Isoorientin protects BRL-3A rat liver cell against hydrogen peroxide-induced apoptosis by inhibiting mitochondrial dysfunction, inactivating MAPKs, activating Akt and scavenging ROS and NO

Abstract

Isoorientin (ISO) is a flavonoid compound, and possesses a significant antioxidant potential. However, the effects of ISO on the oxidative damage in normal hepatocytes remain unknown. The present study investigated the protective effects of ISO on H₂O₂-induced apoptosis in buffalo rat liver (BRL-3A) cells. The results showed that H₂O₂ induced cell death in a dose-dependent manner, pretreatment with ISO significantly (P < 0.01) increased the cell viability in a concentration-dependent manner, and no significant toxicity was found in ISO-treated cells. ISO notably decreased the loss of mitochondrial membrane potential (MMP) and the protein expression of Bax, cytochrome c (in the cytosol), cleaved caspase-3 and PARP, and ultimately reduced H₂O₂-induced BRL-3A cells apoptosis.

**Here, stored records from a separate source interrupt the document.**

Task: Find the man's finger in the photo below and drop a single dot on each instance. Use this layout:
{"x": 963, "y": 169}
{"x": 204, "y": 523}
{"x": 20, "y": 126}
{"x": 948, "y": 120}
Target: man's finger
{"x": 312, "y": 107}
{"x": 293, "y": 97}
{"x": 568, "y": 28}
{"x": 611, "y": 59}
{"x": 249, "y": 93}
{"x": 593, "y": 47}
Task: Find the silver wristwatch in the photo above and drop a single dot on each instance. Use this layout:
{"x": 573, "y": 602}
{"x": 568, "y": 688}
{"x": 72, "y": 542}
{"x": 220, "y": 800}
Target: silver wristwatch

Meanwhile, ISO also remarkably restrained the activation of ERK1/2, JNK and p38, and the inactivation of Akt induced by H₂O₂. Furthermore, ISO significantly reduced H₂O₂-induced reactive oxygen species (ROS) and nitric oxide (NO) production by elevating total superoxide dismutase (T-SOD) and catalase (CAT) levels, and inhibiting the expression of inducible nitric oxide synthase (iNOS). These results demonstrated for the first time that ISO is able to protect BRL-3A cells against H₂O₂-induced apoptosis by inhibiting mitochondrial dysfunction, inactivating MAPK kinases, activating Akt, and scavenging ROS and NO.